All I ever wanted was to have my piss burn after fucking a woman that looks like Lando Calrissian's co-pop.

That's all I want.

To go to war and to have that.

And I would have stayed off the computer.

That got taken away from me.

So the least you can do is go to delta dietsmoke.com, buy that shit, so I don't have to fucking read emails.

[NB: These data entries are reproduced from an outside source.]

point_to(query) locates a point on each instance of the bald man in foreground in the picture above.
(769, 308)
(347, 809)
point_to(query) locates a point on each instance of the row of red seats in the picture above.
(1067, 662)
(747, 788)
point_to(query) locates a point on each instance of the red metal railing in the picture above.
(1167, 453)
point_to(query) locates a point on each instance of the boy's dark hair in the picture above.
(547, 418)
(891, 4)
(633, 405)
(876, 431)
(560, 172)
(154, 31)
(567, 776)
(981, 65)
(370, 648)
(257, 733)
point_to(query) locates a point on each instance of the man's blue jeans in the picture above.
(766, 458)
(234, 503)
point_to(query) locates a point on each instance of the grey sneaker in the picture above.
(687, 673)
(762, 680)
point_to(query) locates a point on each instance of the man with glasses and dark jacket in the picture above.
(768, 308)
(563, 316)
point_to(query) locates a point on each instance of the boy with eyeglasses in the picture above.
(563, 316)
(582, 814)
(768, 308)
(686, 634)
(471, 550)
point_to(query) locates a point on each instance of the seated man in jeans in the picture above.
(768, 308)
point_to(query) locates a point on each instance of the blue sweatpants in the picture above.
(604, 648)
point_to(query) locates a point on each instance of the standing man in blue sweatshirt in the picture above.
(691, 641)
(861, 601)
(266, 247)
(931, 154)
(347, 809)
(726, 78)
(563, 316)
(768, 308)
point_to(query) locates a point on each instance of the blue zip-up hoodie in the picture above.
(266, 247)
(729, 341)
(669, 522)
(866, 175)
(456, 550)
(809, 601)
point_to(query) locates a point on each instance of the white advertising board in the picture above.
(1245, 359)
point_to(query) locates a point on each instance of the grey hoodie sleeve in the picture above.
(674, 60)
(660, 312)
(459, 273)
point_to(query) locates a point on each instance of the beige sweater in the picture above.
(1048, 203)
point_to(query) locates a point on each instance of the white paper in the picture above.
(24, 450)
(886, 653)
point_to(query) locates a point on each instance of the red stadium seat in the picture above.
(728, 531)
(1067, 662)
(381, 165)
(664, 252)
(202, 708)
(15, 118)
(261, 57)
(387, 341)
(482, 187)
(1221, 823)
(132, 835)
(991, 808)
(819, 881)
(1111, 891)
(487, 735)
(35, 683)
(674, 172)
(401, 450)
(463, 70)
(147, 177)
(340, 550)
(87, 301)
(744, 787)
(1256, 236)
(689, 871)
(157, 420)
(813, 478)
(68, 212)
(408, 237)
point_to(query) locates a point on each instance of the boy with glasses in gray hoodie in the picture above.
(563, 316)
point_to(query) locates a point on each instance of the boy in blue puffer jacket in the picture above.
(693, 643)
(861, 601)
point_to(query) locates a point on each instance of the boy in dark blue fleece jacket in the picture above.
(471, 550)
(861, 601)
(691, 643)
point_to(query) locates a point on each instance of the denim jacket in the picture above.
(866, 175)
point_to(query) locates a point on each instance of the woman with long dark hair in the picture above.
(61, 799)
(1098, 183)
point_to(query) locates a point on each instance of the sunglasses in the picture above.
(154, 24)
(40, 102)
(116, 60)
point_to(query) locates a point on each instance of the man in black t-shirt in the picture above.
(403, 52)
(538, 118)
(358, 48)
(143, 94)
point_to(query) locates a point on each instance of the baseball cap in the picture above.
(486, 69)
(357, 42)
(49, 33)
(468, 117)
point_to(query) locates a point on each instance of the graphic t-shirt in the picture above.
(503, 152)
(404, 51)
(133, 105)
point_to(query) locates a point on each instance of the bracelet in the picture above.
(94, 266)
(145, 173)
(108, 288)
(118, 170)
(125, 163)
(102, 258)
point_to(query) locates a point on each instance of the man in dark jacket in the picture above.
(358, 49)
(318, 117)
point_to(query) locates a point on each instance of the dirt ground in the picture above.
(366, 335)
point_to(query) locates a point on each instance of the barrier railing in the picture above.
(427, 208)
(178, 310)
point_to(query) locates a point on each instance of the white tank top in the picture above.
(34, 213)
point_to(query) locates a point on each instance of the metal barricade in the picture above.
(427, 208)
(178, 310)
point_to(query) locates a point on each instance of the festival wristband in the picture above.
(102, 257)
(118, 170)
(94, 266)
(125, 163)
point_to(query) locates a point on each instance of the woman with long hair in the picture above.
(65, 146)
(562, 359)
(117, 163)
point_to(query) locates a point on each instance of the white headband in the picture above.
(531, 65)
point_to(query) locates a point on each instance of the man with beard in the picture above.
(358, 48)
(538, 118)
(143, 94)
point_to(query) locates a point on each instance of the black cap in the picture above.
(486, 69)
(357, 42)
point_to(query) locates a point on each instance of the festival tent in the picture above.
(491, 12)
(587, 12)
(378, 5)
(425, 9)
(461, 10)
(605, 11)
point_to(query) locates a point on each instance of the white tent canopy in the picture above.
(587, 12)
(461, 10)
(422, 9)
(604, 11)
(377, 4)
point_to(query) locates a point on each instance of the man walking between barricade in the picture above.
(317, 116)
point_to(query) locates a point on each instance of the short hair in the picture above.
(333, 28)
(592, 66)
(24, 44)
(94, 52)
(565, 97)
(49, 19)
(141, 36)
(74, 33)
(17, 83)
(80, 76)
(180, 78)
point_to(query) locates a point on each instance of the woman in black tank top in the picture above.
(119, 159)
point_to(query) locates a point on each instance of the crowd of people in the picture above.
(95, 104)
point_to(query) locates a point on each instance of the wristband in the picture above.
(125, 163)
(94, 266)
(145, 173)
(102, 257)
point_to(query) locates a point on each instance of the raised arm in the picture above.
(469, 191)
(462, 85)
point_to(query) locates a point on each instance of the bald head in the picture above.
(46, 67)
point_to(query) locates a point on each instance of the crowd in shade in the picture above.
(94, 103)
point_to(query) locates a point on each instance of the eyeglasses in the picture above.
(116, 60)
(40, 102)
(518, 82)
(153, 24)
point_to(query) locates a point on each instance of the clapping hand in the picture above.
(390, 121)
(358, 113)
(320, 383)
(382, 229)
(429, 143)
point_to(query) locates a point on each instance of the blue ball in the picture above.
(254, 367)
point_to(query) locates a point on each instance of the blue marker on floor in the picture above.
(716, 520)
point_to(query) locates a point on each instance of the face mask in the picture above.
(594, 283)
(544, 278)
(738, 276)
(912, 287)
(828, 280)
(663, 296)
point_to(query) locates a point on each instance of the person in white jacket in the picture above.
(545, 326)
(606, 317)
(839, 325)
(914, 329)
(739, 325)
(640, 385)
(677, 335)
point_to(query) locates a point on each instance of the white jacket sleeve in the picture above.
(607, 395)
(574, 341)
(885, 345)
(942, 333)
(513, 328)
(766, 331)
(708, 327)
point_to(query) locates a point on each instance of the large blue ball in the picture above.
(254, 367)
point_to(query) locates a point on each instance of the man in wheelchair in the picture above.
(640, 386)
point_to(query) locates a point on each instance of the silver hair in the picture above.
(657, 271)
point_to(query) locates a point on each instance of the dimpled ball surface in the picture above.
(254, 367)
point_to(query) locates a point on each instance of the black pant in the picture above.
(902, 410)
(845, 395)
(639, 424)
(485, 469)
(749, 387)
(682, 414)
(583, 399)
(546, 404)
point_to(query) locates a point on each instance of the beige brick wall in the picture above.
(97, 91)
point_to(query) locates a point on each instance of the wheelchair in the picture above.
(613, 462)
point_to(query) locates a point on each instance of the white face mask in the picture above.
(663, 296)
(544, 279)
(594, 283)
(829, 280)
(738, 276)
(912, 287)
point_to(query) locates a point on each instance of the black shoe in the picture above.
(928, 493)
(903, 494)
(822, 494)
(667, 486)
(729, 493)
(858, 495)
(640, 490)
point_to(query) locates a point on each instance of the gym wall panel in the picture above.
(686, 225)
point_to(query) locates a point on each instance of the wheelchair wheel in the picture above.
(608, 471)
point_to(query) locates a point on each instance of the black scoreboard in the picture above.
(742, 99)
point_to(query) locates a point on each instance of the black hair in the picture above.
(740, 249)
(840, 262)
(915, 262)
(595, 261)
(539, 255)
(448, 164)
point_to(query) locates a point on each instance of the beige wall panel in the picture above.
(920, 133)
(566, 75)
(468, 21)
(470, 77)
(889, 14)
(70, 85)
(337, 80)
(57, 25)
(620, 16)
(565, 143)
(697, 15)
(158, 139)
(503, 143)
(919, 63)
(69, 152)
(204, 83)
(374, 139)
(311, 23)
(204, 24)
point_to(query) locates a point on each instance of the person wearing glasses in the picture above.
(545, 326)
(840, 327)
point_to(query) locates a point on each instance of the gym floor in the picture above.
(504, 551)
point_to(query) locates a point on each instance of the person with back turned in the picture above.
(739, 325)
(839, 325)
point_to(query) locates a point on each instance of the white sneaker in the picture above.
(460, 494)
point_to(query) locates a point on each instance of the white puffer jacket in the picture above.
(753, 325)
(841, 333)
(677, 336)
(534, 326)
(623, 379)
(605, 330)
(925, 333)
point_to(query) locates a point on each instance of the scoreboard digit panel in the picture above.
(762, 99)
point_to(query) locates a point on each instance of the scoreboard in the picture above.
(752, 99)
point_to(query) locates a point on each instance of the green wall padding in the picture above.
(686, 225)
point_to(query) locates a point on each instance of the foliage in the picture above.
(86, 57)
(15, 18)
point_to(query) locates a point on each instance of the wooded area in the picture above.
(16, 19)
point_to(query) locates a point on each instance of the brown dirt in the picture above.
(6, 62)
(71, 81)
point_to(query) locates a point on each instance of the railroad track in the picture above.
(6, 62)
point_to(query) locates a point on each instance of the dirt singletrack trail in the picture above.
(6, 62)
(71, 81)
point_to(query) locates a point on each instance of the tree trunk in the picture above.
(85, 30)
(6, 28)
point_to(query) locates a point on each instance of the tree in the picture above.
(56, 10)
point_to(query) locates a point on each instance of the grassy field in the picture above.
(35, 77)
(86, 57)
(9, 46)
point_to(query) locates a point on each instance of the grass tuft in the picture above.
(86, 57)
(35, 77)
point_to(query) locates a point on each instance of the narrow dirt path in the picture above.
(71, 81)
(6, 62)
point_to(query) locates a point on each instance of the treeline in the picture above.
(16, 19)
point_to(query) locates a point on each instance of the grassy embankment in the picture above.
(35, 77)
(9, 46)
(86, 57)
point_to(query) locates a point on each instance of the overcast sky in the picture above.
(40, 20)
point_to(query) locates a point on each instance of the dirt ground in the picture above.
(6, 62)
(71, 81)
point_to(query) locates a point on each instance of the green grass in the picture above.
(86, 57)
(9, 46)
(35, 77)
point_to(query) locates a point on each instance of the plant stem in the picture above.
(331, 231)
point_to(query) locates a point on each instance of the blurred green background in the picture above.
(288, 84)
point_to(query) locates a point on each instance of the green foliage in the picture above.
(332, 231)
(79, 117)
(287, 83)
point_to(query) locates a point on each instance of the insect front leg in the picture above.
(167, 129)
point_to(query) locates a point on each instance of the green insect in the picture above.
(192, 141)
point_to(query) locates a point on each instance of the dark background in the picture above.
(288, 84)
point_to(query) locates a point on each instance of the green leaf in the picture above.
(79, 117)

And I can just sit at home and masturbate to the idea of having become infertile

and impotent from war crimes.

Oh, man.

Wow.

It would have been cool to be part of the greatest generation.

No.

Yeah, it would have fucked them.

Just William Holden.

Growing up, you've never even seen a Chinese person.

And then you're over there in war and you're like, are you saying we can fuck them?

Doc.

Doc, are you saying it's all right to fuck them?

Because, you know, some of those guys, some of those fucking, if you're like from a farm in Missouri.

Totally.

You know, there's like two people.

The guy you bought milk off of, and that's the only person you've known.

You're right.

And now you're in the woods.

I guarantee you, one of them, like, fucked a Chinese or a Vietnamese and then probably had sex with a chimpanzee, thinking that was like the same thing.

Yeah.

I'm like, well, I already did it to the one.

I didn't know her brother was off limits.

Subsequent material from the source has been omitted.